Recent results using the ribosomal toxin, saporin (SAP), conjugated to a monoclonal antibody against dopamineß-hydroxylase (dßh), confirm and extend previous evidence indicating a crucial role for NE and E neurons in glucoregulatory responses, including glucoprivic feeding (33). Anti-dßh-SAP (DSAP) selectively targets NE and E neurons, which uniquely express the dßh enzyme (34, 35, 36, 37). When injected into NE and E terminal areas, the immunotoxin is selectively internalized by NE and E terminals and retrogradely transported to their cell bodies in the hindbrain (33, 37), destroying the cell bodies and their processes.

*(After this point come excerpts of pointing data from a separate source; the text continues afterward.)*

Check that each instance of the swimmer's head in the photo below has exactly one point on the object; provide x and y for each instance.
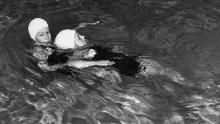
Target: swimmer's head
(69, 39)
(39, 30)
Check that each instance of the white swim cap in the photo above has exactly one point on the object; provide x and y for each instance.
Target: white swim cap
(35, 25)
(69, 39)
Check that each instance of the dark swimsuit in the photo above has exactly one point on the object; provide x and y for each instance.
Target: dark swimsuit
(124, 64)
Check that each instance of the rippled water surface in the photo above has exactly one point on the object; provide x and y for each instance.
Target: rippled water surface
(180, 34)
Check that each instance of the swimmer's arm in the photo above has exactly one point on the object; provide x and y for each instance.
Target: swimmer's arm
(45, 67)
(83, 64)
(83, 25)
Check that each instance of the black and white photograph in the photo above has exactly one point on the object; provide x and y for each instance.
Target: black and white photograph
(109, 61)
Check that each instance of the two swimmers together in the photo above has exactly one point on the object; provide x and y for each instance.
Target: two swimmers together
(73, 50)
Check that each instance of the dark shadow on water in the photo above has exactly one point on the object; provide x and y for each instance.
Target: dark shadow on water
(29, 95)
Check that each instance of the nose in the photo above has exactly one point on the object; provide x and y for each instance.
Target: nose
(47, 37)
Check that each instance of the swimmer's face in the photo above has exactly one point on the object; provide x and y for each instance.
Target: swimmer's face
(43, 35)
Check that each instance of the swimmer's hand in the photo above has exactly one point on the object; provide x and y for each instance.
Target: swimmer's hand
(91, 53)
(82, 25)
(104, 63)
(83, 64)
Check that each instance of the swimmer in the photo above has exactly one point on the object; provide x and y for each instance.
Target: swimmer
(46, 53)
(131, 66)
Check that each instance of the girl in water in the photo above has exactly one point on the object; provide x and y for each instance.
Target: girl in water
(46, 53)
(131, 66)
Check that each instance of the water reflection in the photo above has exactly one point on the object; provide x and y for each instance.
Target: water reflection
(169, 31)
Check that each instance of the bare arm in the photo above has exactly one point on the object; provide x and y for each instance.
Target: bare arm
(83, 25)
(83, 64)
(45, 67)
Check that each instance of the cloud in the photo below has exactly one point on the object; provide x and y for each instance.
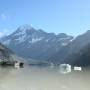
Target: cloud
(3, 16)
(4, 32)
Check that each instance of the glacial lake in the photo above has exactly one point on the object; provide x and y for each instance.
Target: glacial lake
(43, 78)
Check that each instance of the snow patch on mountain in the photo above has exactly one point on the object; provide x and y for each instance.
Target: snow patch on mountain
(34, 40)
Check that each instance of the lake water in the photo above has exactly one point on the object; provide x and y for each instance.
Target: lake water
(46, 78)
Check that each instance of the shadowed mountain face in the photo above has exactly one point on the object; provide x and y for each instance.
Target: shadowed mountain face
(82, 58)
(5, 54)
(28, 42)
(71, 52)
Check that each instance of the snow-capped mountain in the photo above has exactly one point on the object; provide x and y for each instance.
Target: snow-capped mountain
(28, 42)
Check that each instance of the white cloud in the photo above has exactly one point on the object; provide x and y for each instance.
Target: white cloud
(4, 32)
(3, 16)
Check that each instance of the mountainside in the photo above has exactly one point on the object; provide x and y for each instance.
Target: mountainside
(28, 42)
(68, 53)
(81, 58)
(5, 54)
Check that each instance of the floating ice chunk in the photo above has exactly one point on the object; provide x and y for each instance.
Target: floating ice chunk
(65, 68)
(77, 68)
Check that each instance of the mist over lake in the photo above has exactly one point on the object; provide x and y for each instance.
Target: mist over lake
(45, 78)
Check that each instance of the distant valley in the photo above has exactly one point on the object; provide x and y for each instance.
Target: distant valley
(38, 45)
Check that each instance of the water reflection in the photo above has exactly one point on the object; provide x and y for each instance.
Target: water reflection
(43, 78)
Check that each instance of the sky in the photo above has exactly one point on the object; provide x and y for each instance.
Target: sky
(59, 16)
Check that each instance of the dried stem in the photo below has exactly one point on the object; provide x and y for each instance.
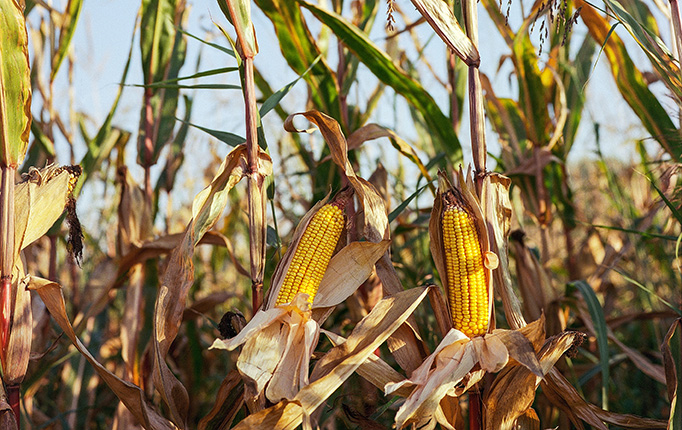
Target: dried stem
(476, 109)
(256, 194)
(7, 241)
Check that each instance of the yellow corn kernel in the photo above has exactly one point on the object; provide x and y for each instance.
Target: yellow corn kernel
(312, 254)
(467, 288)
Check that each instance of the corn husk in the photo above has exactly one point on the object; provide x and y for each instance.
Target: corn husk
(338, 364)
(452, 361)
(490, 260)
(279, 340)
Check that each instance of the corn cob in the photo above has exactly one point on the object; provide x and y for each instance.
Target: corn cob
(312, 254)
(467, 288)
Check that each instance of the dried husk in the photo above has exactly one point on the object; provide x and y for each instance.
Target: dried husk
(375, 219)
(513, 390)
(131, 395)
(490, 260)
(452, 362)
(18, 352)
(207, 207)
(279, 341)
(229, 400)
(339, 363)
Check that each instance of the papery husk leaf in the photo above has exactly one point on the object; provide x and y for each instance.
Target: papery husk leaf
(405, 344)
(672, 354)
(420, 375)
(527, 421)
(347, 270)
(520, 348)
(449, 413)
(374, 369)
(375, 219)
(420, 407)
(240, 17)
(497, 208)
(375, 131)
(283, 265)
(15, 84)
(18, 352)
(343, 360)
(513, 390)
(38, 203)
(441, 310)
(441, 18)
(292, 371)
(491, 352)
(229, 400)
(562, 394)
(208, 205)
(132, 396)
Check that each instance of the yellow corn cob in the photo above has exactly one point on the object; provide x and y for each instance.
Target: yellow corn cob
(312, 254)
(466, 281)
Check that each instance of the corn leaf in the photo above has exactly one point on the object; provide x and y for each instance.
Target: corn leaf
(347, 270)
(300, 50)
(15, 84)
(372, 203)
(672, 357)
(597, 315)
(131, 395)
(383, 67)
(208, 205)
(440, 17)
(631, 83)
(163, 50)
(68, 28)
(339, 363)
(644, 30)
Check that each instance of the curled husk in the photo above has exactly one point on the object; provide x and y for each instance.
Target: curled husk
(280, 339)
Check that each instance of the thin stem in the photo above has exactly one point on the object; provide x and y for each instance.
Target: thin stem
(476, 108)
(7, 256)
(256, 194)
(14, 399)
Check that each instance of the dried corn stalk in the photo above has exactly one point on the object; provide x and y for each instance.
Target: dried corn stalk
(281, 337)
(461, 251)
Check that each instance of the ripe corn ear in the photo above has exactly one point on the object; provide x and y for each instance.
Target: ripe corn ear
(312, 254)
(467, 287)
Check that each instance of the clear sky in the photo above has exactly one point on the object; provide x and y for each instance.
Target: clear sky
(103, 37)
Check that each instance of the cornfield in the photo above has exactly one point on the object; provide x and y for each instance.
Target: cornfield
(416, 240)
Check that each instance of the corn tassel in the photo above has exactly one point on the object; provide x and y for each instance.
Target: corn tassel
(467, 287)
(312, 254)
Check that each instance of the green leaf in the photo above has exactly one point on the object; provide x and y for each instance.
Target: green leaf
(632, 85)
(599, 322)
(240, 17)
(672, 357)
(15, 84)
(68, 28)
(163, 50)
(224, 136)
(389, 73)
(275, 98)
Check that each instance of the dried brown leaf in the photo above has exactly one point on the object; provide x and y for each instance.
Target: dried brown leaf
(441, 18)
(375, 220)
(132, 396)
(18, 351)
(339, 363)
(207, 206)
(229, 400)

We have found that this can be accomplished without producing detectable neurological impairment, nonspecific damage at the injection site, or destruction of catecholamine cell bodies that do not innervate the injection site (33, 38). Results from our laboratory also have shown that PVH microinjection of DSAP profoundly reduces feeding, corticosterone secretion, and Fos-immunoreactivity (ir) in the PVH and ARC in response to glucoprivation, demonstrating the dependence of these responses on the rostral projections of hindbrain NE or E neurons. In comparison, microinjections of DSAP into the spinal cord selectively lesion spinally projecting, but not PVH projecting, catecholamine neurons. Glucoprivic stimulation of the adrenal medulla, which is not impaired by PVH injections, is profoundly reduced by spinal cord DSAP injections (33). These findings strongly indicate that catecholamine neurons transmit information from hindbrain glucoreceptive sites (39) that is essential for elicitation of a number of glucoregulatory responses, including feeding. Therefore, DSAP is an effective and selective method of eliminating these neurons and the responses they mediate.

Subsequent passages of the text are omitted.